Absolutely wonderful, Sil. Like usual. Do you have any wall space left in your house?


----------



## Jeff G (May 13, 2018)

The sharp details with the soft water really makes a nice image. Beautiful all the way around.


----------



## fishing4sanity (May 13, 2018)

Another beautiful image! 

I've never been to Italy - that's got to be the reason I don't get this level of stunning images. It can't be lack of talent, can it?


----------



## fishing4sanity (May 13, 2018)

Had to give this one a POTM nomination.


----------



## BrentC (May 13, 2018)

Gorgeous image!


----------



## Sil (May 13, 2018)

Jeff15 said:


> Beautiful image.....



Thank Jeff15... : -)



Wizard1500 said:


> Wonderful.




thank Wiz...: -)



ceemac said:


> Absolutely wonderful, Sil. Like usual. Do you have any wall space left in your house?



I just replaced the walls ... if I put a nail my wife leaves me .. ;  -) Thank Ceemac ;-)



Jeff G said:


> The sharp details with the soft water really makes a nice image. Beautiful all the way around.



Thank JeffG ; -)



fishing4sanity said:


> Another beautiful image!
> 
> I've never been to Italy - that's got to be the reason I don't get this level of stunning images. It can't be lack of talent, can it?




I dream of photographing North America someday....Thank Fishing..; -)



fishing4sanity said:


> Had to give this one a POTM nomination.

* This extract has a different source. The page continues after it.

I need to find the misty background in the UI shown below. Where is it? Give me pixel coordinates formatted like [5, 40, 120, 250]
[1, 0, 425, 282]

Thank fishing...very very kind..; -)



BrentC said:


> Gorgeous image!



Thank Brent ...; -)


----------



## Fujidave (May 17, 2018)

Totally fantastic bit of work from you Sil, beautiful lighting and so peaceful looking.


----------



## Sil (May 18, 2018)

Fujidave said:


> Totally fantastic bit of work from you Sil, beautiful lighting and so peaceful looking.




thank Fuji very kind..


----------



## BrentC (May 18, 2018)

What is providing the light on the poles?


----------



## tirediron (May 18, 2018)

Fantastic!


----------



## Sil (May 18, 2018)

Thank Brent and tirediron...

@BrentC     behind me there was street lighting ...


----------



## Gary A. (May 18, 2018)

La perfezione.


----------



## zombiesniper (May 18, 2018)

Excellent image.


----------



## Sil (May 19, 2018)

thank Gary and Zombie...:- )


----------



## weepete (May 19, 2018)

The foreground lighting totally makes this shot!


----------



## Sil (May 19, 2018)

weepete said:


> The foreground lighting totally makes this shot!



thank for reply weepete...: -)


----------



## Breezy85 (Jun 1, 2018)

Amazing!!!


----------



## Sil (Jun 2, 2018)

Breezy85 said:


> Amazing!!!



thank Breezy...;-)


----------